Incentivizing value over volume

Finally, we must move away from fee-for-service models that reward volume and instead adopt value models that prioritize outcomes. This could involve expanding the use of population health, continual improvement, and metrics that incentivize and align physician compensation with patient outcomes, not the number of procedures performed. By restructuring how OVUs are assigned and shifting toward value models, we can ensure that physicians are rewarded for the long-term health outcomes of their patients, not just the quantity of services delivered. This shift would not only encourage more thoughtful, patient-centered care but also reduce unnecessary procedures and overutilization, driving down costs while improving patient and physician satisfaction and overall health outcomes.

Conclusion: a call for outcome-based value

The RVU system, and the structure of the RUC, has contributed to wide disparities in physician salaries, contributed to rising levels of burnout, and pushed the health care system further away from the quadruple aim.
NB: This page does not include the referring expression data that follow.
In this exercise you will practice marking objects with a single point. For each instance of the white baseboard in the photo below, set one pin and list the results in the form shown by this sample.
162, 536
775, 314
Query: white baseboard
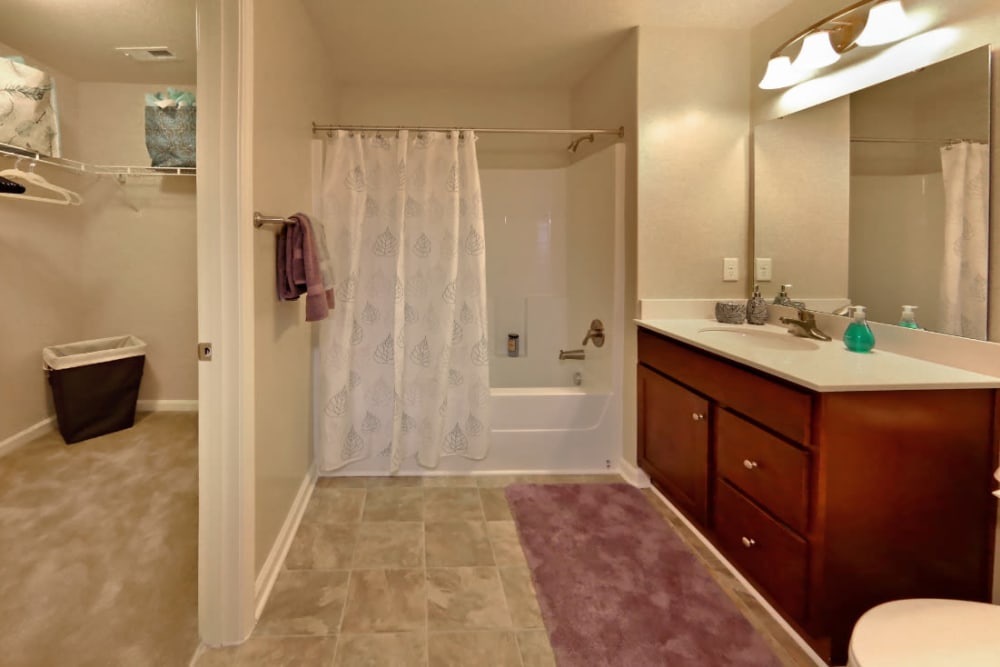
633, 474
160, 405
739, 577
272, 566
27, 435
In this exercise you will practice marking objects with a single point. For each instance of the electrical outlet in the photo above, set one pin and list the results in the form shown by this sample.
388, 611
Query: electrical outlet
762, 269
730, 269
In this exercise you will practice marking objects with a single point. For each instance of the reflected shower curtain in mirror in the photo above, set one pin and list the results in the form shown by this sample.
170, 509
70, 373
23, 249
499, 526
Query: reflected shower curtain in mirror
404, 365
965, 169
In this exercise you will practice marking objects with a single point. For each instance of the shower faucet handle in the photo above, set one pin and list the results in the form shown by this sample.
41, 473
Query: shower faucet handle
596, 333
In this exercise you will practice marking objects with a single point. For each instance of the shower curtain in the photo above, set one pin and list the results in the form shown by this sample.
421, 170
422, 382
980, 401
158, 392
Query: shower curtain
965, 169
404, 361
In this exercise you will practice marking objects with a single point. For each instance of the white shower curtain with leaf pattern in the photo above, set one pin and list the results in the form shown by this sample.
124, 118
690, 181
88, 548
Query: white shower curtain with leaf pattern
965, 169
404, 358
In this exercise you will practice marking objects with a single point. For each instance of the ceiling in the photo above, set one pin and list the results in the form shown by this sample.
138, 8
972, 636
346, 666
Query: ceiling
498, 43
78, 37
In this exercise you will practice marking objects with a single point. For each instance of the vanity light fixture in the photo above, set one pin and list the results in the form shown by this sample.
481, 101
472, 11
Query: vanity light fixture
779, 74
886, 23
865, 23
817, 51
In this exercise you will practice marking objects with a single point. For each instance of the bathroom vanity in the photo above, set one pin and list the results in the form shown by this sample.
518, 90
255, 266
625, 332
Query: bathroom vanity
833, 481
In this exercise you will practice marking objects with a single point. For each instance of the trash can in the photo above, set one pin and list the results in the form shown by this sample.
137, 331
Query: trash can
95, 384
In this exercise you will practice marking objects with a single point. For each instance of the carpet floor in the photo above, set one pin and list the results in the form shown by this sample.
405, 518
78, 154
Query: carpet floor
99, 558
617, 586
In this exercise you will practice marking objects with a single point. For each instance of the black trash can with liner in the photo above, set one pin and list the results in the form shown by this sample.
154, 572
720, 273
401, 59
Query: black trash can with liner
95, 385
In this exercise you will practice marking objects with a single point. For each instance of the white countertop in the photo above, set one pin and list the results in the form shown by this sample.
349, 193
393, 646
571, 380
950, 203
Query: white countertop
814, 364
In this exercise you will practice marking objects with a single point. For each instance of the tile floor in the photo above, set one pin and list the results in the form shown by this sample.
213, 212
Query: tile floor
422, 571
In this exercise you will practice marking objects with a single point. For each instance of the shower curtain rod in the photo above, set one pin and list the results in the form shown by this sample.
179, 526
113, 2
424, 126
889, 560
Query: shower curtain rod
877, 140
620, 132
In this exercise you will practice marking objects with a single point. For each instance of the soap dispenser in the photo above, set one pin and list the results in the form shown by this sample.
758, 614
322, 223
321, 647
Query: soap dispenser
756, 307
907, 319
858, 336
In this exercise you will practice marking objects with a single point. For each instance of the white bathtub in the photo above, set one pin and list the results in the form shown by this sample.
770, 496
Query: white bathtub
552, 429
534, 430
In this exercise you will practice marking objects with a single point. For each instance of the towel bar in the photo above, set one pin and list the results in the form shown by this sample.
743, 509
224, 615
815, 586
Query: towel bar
259, 220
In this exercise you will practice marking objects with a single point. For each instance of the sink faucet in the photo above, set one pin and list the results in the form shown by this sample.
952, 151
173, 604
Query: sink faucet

Instead of promoting true value in health care, it has turned medicine into a volume-driven business where revenue generation trumps patient care. If we are to move toward a system that values health, wellness, and care quality, we must reform both the RUC and the RVU system to reflect these priorities.

By transitioning from the outdated RVU system to outcome-based value units (OVUs) and empowering an outcome-based value committee (OVC) to oversee this shift, we can realign physician compensation with meaningful health outcomes, not just procedural volume or revenue generation. This new structure would reward physicians and health care organizations based on their ability to improve patient health, reduce long-term costs, and enhance the patient experience—all while addressing the root causes of physician burnout.

The time for reform is now. Incremental changes won’t be enough to solve the systemic problems that the current RVU model has created. To achieve the quadruple aim, we need bold, systemic transformation that places value where it truly belongs: on better health outcomes for patients, sustainable costs, and the well-being of health care providers. With outcome-based value units and a restructured outcome-based value committee, we can build a health care system that rewards what truly matters—better care, better health, and a brighter future for all.

Mick Connors is a pediatric emergency physician.